Scheduler Configuration
You need to configure how your robot's nodes execute: which ones get real-time threads, how to handle deadline misses, and what order nodes tick in. This guide covers the full scheduler and node builder API.
When To Use This
- You are moving beyond the defaults and need per-node timing, priority, or failure handling
- You need to assign execution classes (RT, Compute, Event, AsyncIo) to different workloads
- You are configuring a production system with watchdogs, blackbox, or RT requirements
Use Scheduler Concepts instead if you need to understand how the scheduler works before configuring it.
Prerequisites
- Familiarity with Nodes and Scheduler
- Understanding of Execution Classes
Creating a Scheduler
Every scheduler starts with Scheduler::new().
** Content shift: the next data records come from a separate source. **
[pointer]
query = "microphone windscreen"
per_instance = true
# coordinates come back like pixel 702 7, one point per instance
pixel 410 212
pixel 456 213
From there you can optionally set global parameters with builder methods before adding nodes:
// simplified
use horus::prelude::*;
fn main() -> Result<()> {
let mut scheduler = Scheduler::new()
.tick_rate(1000_u64.hz()); // Global tick rate (default: 100 Hz)
// ... add nodes ...
scheduler.run()?;
Ok(())
}
Builder Methods
| Method | Description | Default |
|---|---|---|
.tick_rate(freq) | Global scheduler tick rate | 100 Hz |
.deterministic(bool) | Deterministic mode — SimClock, dependency ordering, seeded RNG. See Deterministic Mode | false |
.watchdog(Duration) | Frozen node detection — auto-creates safety monitor | disabled |
.blackbox(size_mb) | BlackBox flight recorder (n MB ring buffer) | disabled |
.max_deadline_misses(n) | Emergency stop after n deadline misses | 100 |
.require_rt() | Hard real-time — panics without RT capabilities | — |
.prefer_rt() | Request RT features (degrades gracefully) | — |
.cores(&[usize]) | Pin scheduler threads to specific CPU cores | all cores |
.verbose(bool) | Enable/disable non-emergency logging | true |
.with_recording() | Enable record/replay | — |
.telemetry(endpoint) | Export telemetry to UDP/file endpoint | disabled |
Adding Nodes
Add nodes with scheduler.add(n), then chain configuration calls, and finalize with .build()?:
// simplified
use horus::prelude::*;
fn main() -> Result<()> {
let mut scheduler = Scheduler::new()
.tick_rate(1000_u64.hz());
// Real-time motor control — runs first every tick
scheduler.add(MotorController::new("arm"))
.order(0)
.rate(1000_u64.hz())
.on_miss(Miss::SafeMode)
.build()?;
// Sensor node — high priority, custom rate
scheduler.add(LidarDriver::new("/dev/lidar0"))
.order(10)
.rate(500_u64.hz())
.build()?;
// Compute-heavy planning — runs on a worker thread
scheduler.add(PathPlanner::new())
.order(50)
.compute()
.build()?;
// Event-driven node — wakes only when the topic has new data
scheduler.add(CollisionChecker::new())
.on("lidar.points")
.build()?;
// Async I/O — network or disk, never blocks the real-time loop
scheduler.add(TelemetryUploader::new())
.order(200)
.async_io()
.rate(10_u64.hz())
.build()?;
scheduler.run()?;
Ok(())
}
Execution Classes
Every node belongs to exactly one execution class. Set it in the builder chain:
| Method | Class | Description |
|---|---|---|
.compute() | Compute | Offloaded to a worker thread pool. Use for planning, SLAM, or ML inference. |
.on(topic) | Event-Driven | Wakes only when the named topic receives new data. |
.async_io() | Async I/O | Runs on an async executor. Use for network, disk, or cloud calls. |
If no execution class is specified, the node defaults to BestEffort. A node is automatically promoted to the RT class when you set .rate(Frequency) (which auto-derives budget at 80% and deadline at 95% of the period).
When to Use Each Class
- RT (auto-detected) — Motor controllers, safety monitors, sensor fusion, anything that must run every tick with bounded latency. Triggered by
.rate(Frequency)on a BestEffort node. .compute()— Path planning, point cloud processing, ML inference. These can take longer than a single tick without blocking RT nodes..on(topic)— Collision detection, event handlers, reactive behaviors. Only runs when there is new data, saving CPU when idle..async_io()— Telemetry upload, log shipping, cloud API calls. Never blocks any real-time or compute work.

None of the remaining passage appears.